Even after the NIS’s claims that Kim’s primary assignment had been tracking pro-North Korea posts turned out to be false, the agency offered no explanation about how the posts she wrote about South Korean politics, including criticism of the opposition party and promotion of the government, were related to psychological warfare against the North.

“For the NIS to constantly change its position like this betrays the exact psychological traits that a criminal has,” said Pyo Chang-won, former professor at the Korean National Police University and an expert in criminal psychology.

“Initially, criminals deny the charges brought against them. But as evidence is brought forth, they admit only those elements to which the evidence corresponds. And then when the full story is revealed, the criminal makes excuses, saying that they hadn’t meant to do that. This is exactly what the NIS is doing right now.”

The NIS also responded to the fact that, since August 2012, Kim had clicked like or dislike on as many as 90 separate posts related to the South Korean presidential election. This was “an exercise of a basic, fundamental right that she enjoys as a citizen of South Korea,” the NIS said.

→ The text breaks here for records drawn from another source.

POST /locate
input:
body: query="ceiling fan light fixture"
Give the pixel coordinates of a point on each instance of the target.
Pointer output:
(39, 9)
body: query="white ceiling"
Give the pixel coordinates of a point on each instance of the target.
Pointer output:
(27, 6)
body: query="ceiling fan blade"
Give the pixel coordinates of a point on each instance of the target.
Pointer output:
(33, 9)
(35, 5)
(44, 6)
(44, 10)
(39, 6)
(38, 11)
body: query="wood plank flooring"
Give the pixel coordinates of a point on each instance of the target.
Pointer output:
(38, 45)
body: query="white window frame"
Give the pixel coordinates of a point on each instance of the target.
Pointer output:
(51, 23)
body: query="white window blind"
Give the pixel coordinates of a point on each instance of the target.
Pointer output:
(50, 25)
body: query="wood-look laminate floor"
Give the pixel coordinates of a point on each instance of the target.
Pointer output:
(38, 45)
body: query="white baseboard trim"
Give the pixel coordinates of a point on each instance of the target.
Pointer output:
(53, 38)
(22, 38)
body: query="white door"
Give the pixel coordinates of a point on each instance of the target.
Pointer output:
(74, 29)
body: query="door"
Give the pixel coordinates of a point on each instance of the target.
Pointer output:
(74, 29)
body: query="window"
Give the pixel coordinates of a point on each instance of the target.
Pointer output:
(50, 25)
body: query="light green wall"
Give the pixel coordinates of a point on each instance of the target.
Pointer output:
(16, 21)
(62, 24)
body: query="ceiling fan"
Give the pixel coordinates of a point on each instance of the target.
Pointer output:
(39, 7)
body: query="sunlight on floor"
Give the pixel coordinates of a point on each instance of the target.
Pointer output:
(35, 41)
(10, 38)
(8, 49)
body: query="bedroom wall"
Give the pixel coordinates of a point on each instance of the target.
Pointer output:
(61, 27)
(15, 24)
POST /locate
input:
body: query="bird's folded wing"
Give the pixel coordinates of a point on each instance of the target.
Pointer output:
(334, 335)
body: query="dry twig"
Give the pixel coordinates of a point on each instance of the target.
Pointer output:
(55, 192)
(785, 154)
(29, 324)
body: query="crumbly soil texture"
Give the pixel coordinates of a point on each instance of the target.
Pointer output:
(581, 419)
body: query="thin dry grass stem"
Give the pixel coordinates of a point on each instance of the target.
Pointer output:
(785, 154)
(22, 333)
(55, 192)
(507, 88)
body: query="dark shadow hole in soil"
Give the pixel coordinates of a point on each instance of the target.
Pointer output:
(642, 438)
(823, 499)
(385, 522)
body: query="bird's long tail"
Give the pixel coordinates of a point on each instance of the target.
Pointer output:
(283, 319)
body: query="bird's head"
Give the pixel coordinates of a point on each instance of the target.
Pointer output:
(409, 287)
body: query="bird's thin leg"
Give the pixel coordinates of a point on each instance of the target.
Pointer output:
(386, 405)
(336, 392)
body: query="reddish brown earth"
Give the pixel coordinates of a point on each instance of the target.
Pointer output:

“The individual’s freedom of expression must be respected as much as possible,” said a senior judge in a Seoul district court. “However, the NIS has a history of getting involved in politics as an organization and taking action to manipulate events. In light of that history, employees of the NIS should exercise the highest discretion in expressing political opinions, and they must make those judgments according to strict standards.”